In via Fusco, la notte del 31 dicembre, un gruppo di uomini incappucciati - arrivati a bordo di un'auto scura - hanno sistemato al centro della strada una cassetta zeppa di materiale pirotecnico. Pochi attimi, il tempo di accendere le micce con gli accendini, prima del putiferio.
Il vento e la scarsa preparazione degli autori ha fatto sì che i botti venissero deviato sui balconi dei palazzi vicini. Tapparelle bucate, mobili squarciati e muri anneriti sono stati il bilancio di 5 minuti di follia che avrebbero potuto invece costare caro a qualche persona affacciata.

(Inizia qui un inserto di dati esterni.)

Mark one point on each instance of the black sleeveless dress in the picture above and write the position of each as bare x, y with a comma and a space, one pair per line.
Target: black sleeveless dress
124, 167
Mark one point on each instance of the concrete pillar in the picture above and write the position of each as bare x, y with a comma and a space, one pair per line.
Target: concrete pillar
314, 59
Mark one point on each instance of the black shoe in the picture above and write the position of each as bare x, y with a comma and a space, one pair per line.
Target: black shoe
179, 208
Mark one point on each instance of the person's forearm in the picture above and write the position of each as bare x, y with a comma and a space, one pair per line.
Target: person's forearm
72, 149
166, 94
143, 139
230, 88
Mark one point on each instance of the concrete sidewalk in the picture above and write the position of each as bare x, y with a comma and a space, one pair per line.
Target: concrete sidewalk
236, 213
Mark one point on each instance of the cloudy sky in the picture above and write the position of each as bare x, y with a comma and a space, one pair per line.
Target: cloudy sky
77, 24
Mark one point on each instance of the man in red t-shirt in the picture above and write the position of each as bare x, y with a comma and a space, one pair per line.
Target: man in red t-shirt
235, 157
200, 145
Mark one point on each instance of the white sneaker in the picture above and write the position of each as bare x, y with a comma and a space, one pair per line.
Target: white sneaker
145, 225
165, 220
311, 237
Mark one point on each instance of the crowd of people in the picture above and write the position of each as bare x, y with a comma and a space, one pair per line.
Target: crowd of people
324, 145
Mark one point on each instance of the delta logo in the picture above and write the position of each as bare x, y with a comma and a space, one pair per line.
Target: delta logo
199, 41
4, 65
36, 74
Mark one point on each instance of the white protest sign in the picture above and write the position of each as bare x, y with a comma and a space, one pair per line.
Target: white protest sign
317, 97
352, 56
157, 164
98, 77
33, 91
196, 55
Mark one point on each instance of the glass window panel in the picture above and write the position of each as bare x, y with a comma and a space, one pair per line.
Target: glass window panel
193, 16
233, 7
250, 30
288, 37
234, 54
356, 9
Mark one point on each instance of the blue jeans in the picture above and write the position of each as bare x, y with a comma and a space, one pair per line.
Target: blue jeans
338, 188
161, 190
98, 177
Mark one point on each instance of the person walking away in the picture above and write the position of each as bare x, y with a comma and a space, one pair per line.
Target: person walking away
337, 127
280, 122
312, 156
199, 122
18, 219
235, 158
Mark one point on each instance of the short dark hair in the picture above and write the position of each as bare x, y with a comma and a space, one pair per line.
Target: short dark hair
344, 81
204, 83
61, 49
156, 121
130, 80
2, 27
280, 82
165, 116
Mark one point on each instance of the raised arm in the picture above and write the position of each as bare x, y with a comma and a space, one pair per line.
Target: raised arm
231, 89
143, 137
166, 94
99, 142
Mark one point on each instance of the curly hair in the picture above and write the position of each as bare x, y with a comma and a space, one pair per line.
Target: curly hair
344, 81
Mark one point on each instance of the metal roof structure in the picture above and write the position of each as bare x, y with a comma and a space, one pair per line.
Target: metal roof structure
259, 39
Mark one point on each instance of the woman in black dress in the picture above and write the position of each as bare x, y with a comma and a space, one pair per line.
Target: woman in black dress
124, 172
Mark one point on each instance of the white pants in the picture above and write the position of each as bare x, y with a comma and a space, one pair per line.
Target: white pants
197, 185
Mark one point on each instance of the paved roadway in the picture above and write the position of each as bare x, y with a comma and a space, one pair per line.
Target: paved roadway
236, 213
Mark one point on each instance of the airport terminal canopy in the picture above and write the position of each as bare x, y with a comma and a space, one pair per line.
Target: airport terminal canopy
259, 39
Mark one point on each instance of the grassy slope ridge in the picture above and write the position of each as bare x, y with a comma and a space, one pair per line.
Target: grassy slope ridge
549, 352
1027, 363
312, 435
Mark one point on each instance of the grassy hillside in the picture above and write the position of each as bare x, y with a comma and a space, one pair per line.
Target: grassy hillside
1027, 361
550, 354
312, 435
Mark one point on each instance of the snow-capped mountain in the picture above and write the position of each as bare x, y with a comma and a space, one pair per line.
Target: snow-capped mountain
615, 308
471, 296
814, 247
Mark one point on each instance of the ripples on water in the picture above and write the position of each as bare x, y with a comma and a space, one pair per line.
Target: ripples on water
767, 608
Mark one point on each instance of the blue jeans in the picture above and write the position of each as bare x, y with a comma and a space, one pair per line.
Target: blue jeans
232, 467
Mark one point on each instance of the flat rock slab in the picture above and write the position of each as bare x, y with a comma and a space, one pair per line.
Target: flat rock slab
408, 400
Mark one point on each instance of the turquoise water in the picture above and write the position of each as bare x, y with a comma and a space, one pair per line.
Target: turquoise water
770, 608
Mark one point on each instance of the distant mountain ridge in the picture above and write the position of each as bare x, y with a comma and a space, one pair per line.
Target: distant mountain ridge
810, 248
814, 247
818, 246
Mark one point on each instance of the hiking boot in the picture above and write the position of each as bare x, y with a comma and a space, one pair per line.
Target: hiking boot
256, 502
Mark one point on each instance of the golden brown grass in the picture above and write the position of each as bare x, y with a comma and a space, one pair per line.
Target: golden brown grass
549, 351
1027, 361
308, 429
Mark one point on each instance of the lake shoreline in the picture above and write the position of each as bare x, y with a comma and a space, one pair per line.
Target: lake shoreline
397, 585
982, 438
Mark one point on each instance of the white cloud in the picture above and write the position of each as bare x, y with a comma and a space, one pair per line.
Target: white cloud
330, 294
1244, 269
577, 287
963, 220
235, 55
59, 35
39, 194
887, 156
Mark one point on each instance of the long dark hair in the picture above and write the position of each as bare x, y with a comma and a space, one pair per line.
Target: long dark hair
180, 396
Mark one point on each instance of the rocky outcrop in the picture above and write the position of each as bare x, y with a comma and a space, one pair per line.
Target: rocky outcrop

Immediate le segnalazioni a forze dell'ordine e gruppo social oplontini, con tanto di foto che testimoniano la forza dirompente del materiale pirotecnico utilizzato.
«I fuochi sono arrivati sul balcone di mia mamma - racconta un testimone -. Sono esplosi sui mobili, sfondandoli, tranciando di netto una gamba di una poltroncina in plastica, sfiammando le tapparelle in legno. Per fortuna sul balcone non era presente materiale infiammabile come bombole o tubi del gas. Poi se crollano i palazzi però fanno le fiaccolate...».
La chiosa amara, meglio di tutto il resto, aiuta a comprendere l'assurdità del gesto in una città sempre più spesso vessata da questo tipo di episodi. Per fortuna, oltre ai danni agli oggetti e allo spavento, non risultano persone ferite.